In the end Sri Lanka’s batting handed Australia an easy win, out for under 150 in both innings. A better showing could have put pressure on Australia’s batsmen though. They mustered 323 against a Sri Lankan attack that dwindled through injury from three seamers to two, then one. Yet Suranga Lakmal was wily and indefatigable, using the pink ball and the evening conditions to winkle out 5 for 75 and prevent a big score.
The partnership of 166 between Travis Head and Marnus Labuschagne was the most valuable aspect for Australia, with Labuschagne the most controlled in the team on his home ground. Head keeps showing he has raw materials worth working with, but again got away with repeated looseness. Both fell in the 80s, continuing Australia’s century drought – the team has made one hundred in over a year.
Better news came on the bowling front. Patrick Cummins has shown more leadership than anyone since the team fell apart in Cape Town in March 2018. He and Tim Paine were the only ones who showed up ready to compete at Test level when a broken side played in Johannesburg a week later. He never stopped putting in while India got on top during this home season. When conditions are hard, Cummins is the one who produces extra effort and tries to find a way, including his secondary disciplines of batting and fielding.
After Johannesburg, South African captain Faf du Plessis gave this glowing review. “He’s an exceptional player. We would sit on the side of the field and just admire what he does. We’d say, ‘Look at the guy, he’s still running in and bowling quick.’ Diving at balls when he’s just finished an eight-over spell, runs in the series. As a batter I definitely felt he was the biggest challenge. He’s a nice guy, Pat. You enjoy it when nice guys do well, even opposition, the good people of the game.”
All this was recognised in Brisbane this week when Cummins was named vice-captain. And for once, conditions were with him. His over on the second evening was a masterpiece. Knowing he had six deliveries left, he worked over Sri Lankan opener Dimuth Karunaratne, around the wicket to the left-hander to angle the ball in, then take it away, teasing the decision-making about playing or leaving. Finally, with the last ball of the night, Cummins hit an in-between line and drew Karunaratne’s edge. A celebration more impassioned than any for a television ad was proof of Cummins’ satisfaction in realising his plan.
He took another wicket in each of his first two overs the next day, and at one stage had figures of 4 for 9. That ended up as 6 for 23, his best in an innings, after a day of relentlessly hitting the seam and a length that tested the batsmen, drawing them forward but striking high on the bat to take edges into the cordon.
Added to four wickets from the first innings, that made 10 in the match for Cummins. The last time an Australian fast bowler did this at home was over a decade ago: December 2008, when Mitchell Johnson smashed through South Africa with 8-61 in their first innings, only to see them chase 414 in their second.
There have been a few 10-wicket matches overseas: Johnson in South Africa and New Zealand, Mitchell Starc in Sri Lanka, and for the spinners, Nathan Lyon in Bangladesh and Steve O’Keefe in India.
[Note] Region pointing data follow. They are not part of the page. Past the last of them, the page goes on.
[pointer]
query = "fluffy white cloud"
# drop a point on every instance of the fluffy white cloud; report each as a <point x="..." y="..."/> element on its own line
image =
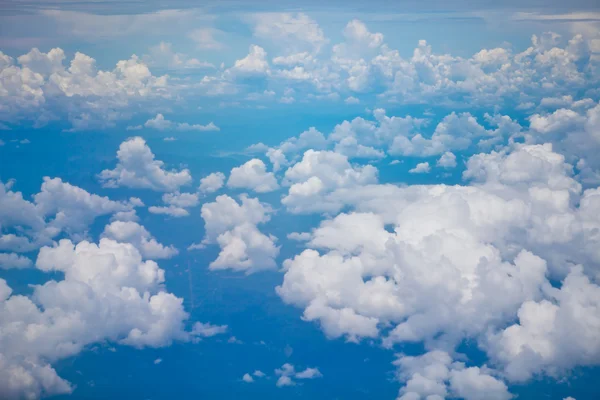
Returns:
<point x="160" y="123"/>
<point x="40" y="87"/>
<point x="211" y="183"/>
<point x="137" y="168"/>
<point x="253" y="175"/>
<point x="447" y="160"/>
<point x="287" y="373"/>
<point x="137" y="235"/>
<point x="553" y="335"/>
<point x="317" y="175"/>
<point x="233" y="226"/>
<point x="58" y="208"/>
<point x="73" y="209"/>
<point x="421" y="168"/>
<point x="163" y="56"/>
<point x="108" y="294"/>
<point x="462" y="262"/>
<point x="434" y="376"/>
<point x="293" y="32"/>
<point x="176" y="204"/>
<point x="255" y="64"/>
<point x="14" y="261"/>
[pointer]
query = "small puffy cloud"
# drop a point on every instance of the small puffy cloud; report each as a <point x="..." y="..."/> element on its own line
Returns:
<point x="293" y="32"/>
<point x="447" y="160"/>
<point x="317" y="175"/>
<point x="160" y="123"/>
<point x="73" y="209"/>
<point x="107" y="293"/>
<point x="171" y="211"/>
<point x="14" y="261"/>
<point x="163" y="56"/>
<point x="287" y="373"/>
<point x="421" y="168"/>
<point x="309" y="373"/>
<point x="205" y="38"/>
<point x="253" y="175"/>
<point x="137" y="168"/>
<point x="299" y="237"/>
<point x="177" y="204"/>
<point x="435" y="375"/>
<point x="211" y="183"/>
<point x="137" y="235"/>
<point x="233" y="226"/>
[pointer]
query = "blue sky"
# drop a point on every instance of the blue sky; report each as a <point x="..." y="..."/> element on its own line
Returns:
<point x="265" y="200"/>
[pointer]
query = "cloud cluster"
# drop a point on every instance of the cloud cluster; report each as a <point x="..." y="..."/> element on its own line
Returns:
<point x="460" y="262"/>
<point x="287" y="373"/>
<point x="39" y="86"/>
<point x="137" y="168"/>
<point x="233" y="226"/>
<point x="107" y="293"/>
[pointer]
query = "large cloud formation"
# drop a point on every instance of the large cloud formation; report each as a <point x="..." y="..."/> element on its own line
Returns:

But Lyon in Adelaide in 2014 is the only 10-for by a home bowler in that time. Not even through Johnson’s Ashes of 2013-14, when his best was nine.
It’s hard to pin down why. Australia have lost a few significant series in that time, which puts a dent in the wickets column. But there have been plenty of one-sided wins that must have involved bowlers sharing the spoils.
What Cummins has now shown is the ability to get on a roll. There have been times this summer when he’s looked excellent without results. To know he can crash through a side is significant. So is the work of his fast-bowling colleague Jhye Richardson, who hit a similarly disciplined length on debut while swinging the ball at pace. It marked an encouraging week for Australia’s bowling prospects in England this year.
Mitchell Starc is the big unanswered question, after a season in which he has never been at his best. Starc sent down what looked like his fastest spell of the summer on the final day in Brisbane, nudging the speedometer to 150 kilometres an hour, but it was defused with little fuss by Dilruwan Perera, an off-spinning all-rounder batting at eight in a lost cause who had already had his thumb pulverised by Cummins in the first dig.
But before Starc can worry about his Test form, he has to get right for a one-day World Cup after being the dominant factor in Australia’s run to the trophy in 2015. Starc with the white ball of late hasn’t looked much better than with the red, and rectifying that is key to Australia’s hopes of competing. In a year moving in fast forward, a couple of games against Sri Lanka in conditions alien to them can only tell you so much.